I don’t know, it seems that this is all in good fun. I really appreciate the humanisation of abstract mathematics in the way Conor does.
Aye!
I think so do Andrej and the rest; and it comes out differently with them.
I’d like to point out that OTT’s equality is not JMeq though: rather than bundling a path between the types it asks for one.
So it’s more like the following
OTTeq : (A B : Type) (x : A) (y : B) -> Type
OTTeq A B x y = forall (p : A = B), transport p a = b
Which I believe is even less sensical from a HoTT perspective, because if that p can be any isomorphism one can’t even prove OTTeq Bool Bool true true
I should hasten to add that I’m not critiquing OTT or the use of highlighting particular Inductives; hmmm… that does still look like a strange thing to highlight — a term of this OTTeq would say that the *tautological fibration* over Type on the component of Bool were trivial… you could still have, for instance, an equivalence ( (Bool = Bool ) (Bool Bool) ), but you couldn’t have that equivalence realized by path_to_equiv. It would be weird indeed!
But! You could have that trivially-fibered equivalence at one level of Type, and find the usual Univalence at a higher level… one of the things I left out of this note was a vague wondering about whether one could ask for Univalence only “in the limit”, but never mind that now. I’m rambling again.

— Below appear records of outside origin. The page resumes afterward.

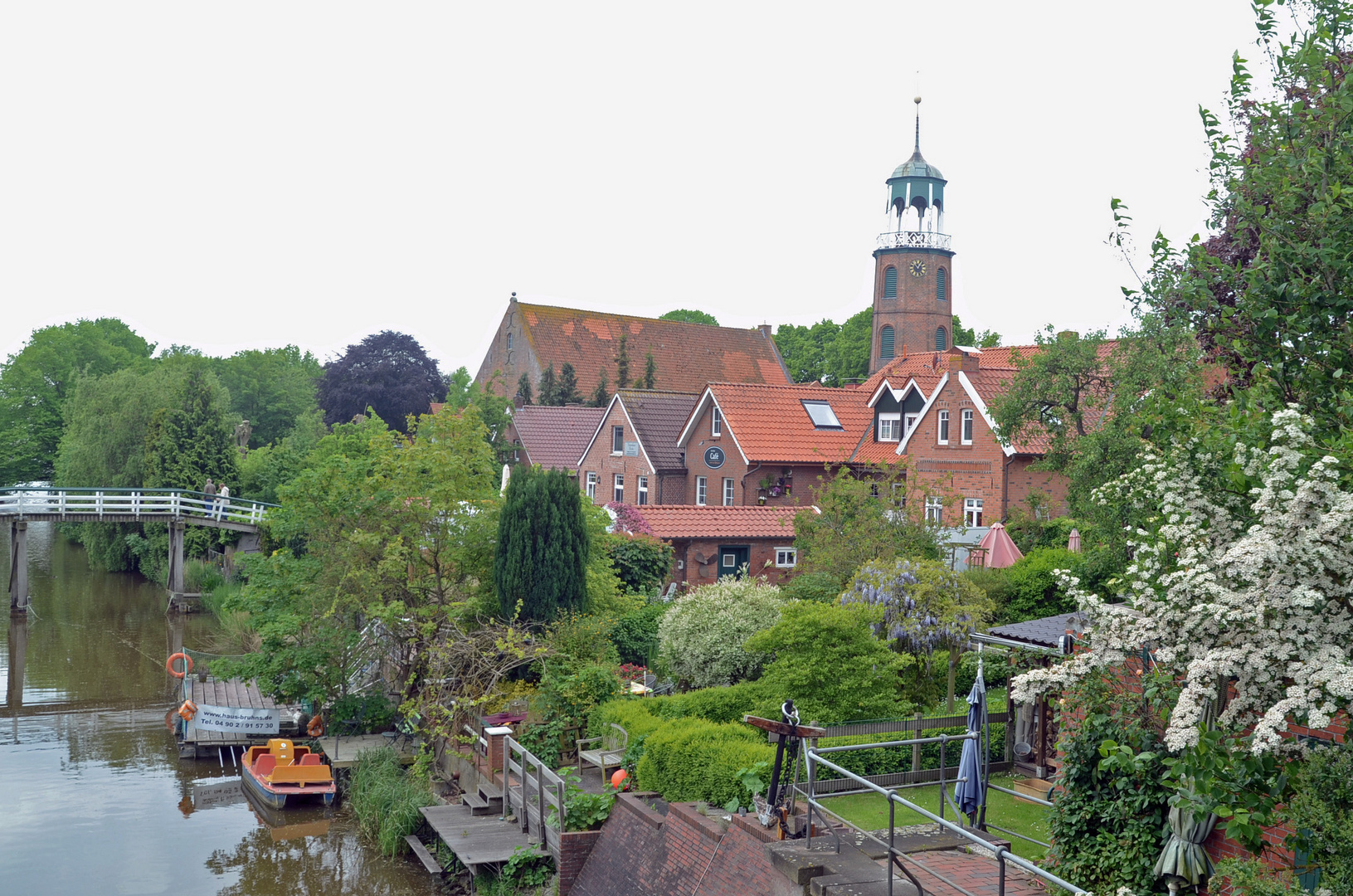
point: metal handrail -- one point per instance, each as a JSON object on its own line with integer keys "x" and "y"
{"x": 815, "y": 758}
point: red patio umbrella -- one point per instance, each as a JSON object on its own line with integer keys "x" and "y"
{"x": 1000, "y": 548}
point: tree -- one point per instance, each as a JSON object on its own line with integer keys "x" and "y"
{"x": 650, "y": 371}
{"x": 272, "y": 389}
{"x": 37, "y": 381}
{"x": 388, "y": 373}
{"x": 568, "y": 386}
{"x": 623, "y": 362}
{"x": 543, "y": 547}
{"x": 686, "y": 315}
{"x": 965, "y": 336}
{"x": 601, "y": 396}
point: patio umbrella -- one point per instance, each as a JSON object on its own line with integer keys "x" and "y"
{"x": 971, "y": 791}
{"x": 1000, "y": 547}
{"x": 1183, "y": 861}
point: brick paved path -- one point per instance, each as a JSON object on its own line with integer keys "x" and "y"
{"x": 979, "y": 874}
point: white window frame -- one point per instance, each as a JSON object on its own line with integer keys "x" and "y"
{"x": 971, "y": 512}
{"x": 934, "y": 509}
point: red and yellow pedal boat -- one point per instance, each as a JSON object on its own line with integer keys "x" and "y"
{"x": 283, "y": 773}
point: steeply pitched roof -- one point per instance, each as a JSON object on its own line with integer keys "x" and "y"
{"x": 658, "y": 418}
{"x": 690, "y": 521}
{"x": 688, "y": 355}
{"x": 770, "y": 422}
{"x": 557, "y": 436}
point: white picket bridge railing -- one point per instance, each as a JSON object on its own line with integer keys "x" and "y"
{"x": 139, "y": 504}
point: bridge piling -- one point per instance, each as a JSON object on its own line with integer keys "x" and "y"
{"x": 18, "y": 567}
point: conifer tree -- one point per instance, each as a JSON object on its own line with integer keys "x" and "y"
{"x": 650, "y": 371}
{"x": 623, "y": 362}
{"x": 601, "y": 396}
{"x": 548, "y": 387}
{"x": 543, "y": 548}
{"x": 568, "y": 386}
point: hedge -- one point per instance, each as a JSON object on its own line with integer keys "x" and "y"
{"x": 697, "y": 760}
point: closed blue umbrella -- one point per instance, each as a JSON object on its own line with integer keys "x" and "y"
{"x": 969, "y": 791}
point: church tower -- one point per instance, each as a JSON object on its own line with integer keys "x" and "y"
{"x": 913, "y": 264}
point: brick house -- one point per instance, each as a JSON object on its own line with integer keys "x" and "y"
{"x": 632, "y": 454}
{"x": 529, "y": 338}
{"x": 748, "y": 444}
{"x": 712, "y": 542}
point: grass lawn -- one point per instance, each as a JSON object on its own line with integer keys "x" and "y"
{"x": 870, "y": 812}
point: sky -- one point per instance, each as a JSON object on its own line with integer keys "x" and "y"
{"x": 234, "y": 176}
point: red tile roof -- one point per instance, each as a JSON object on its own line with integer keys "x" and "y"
{"x": 690, "y": 521}
{"x": 769, "y": 422}
{"x": 688, "y": 355}
{"x": 557, "y": 436}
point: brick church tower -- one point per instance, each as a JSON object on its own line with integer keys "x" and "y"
{"x": 913, "y": 264}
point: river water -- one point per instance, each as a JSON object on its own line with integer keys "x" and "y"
{"x": 94, "y": 797}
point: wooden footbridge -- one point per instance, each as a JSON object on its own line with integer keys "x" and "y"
{"x": 178, "y": 508}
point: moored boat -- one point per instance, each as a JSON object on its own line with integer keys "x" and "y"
{"x": 282, "y": 774}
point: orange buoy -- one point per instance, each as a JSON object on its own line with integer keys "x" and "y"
{"x": 187, "y": 665}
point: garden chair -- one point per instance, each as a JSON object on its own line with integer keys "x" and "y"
{"x": 609, "y": 754}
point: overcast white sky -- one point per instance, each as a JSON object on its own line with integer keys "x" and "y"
{"x": 259, "y": 173}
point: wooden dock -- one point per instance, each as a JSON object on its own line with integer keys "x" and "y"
{"x": 210, "y": 745}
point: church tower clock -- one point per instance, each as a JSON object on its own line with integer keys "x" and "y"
{"x": 913, "y": 264}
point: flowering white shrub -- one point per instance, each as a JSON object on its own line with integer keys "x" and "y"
{"x": 1252, "y": 587}
{"x": 701, "y": 636}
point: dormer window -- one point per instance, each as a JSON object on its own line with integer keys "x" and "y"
{"x": 823, "y": 416}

I believe one way to embed OTTeq in a system with Univalence would be to have an hset U (for Universe) equipped with an interpretation function T : U -> Type and then define the equality like so
OTTeq : (A B : U) (x : T A) (y : T B) -> Type
OTTeq A B x y = forall (p : A = B), transport (map T p) x = y
and then we’d have to decide how to populate this U type, it might even cover the whole hierarchy of Type unless paradoxes are lurking beneath.
I don’t understand; how is that any more univalent? It looks like the same equality from your first comment.
A and B are elements of U not Type, intuitively they are just syntax for types rather than types themselves, so A = B is contractible and a stronger assertion than T A = T B, hence assuming ‘Bool’ : U; and T ‘Bool’ = Bool we can indeed prove OTTeq ‘Bool’ ‘Bool’ true true, because we know the only inhabitant of ‘Bool’ = ‘Bool’ is refl.
So I guess it’d be a way to consistently reason “non-univalently” within an univalent theory.
Oh, I misunderstood what you were saying. Yes, that makes sense: you can have non-univalent “universe objects” in a univalent theory.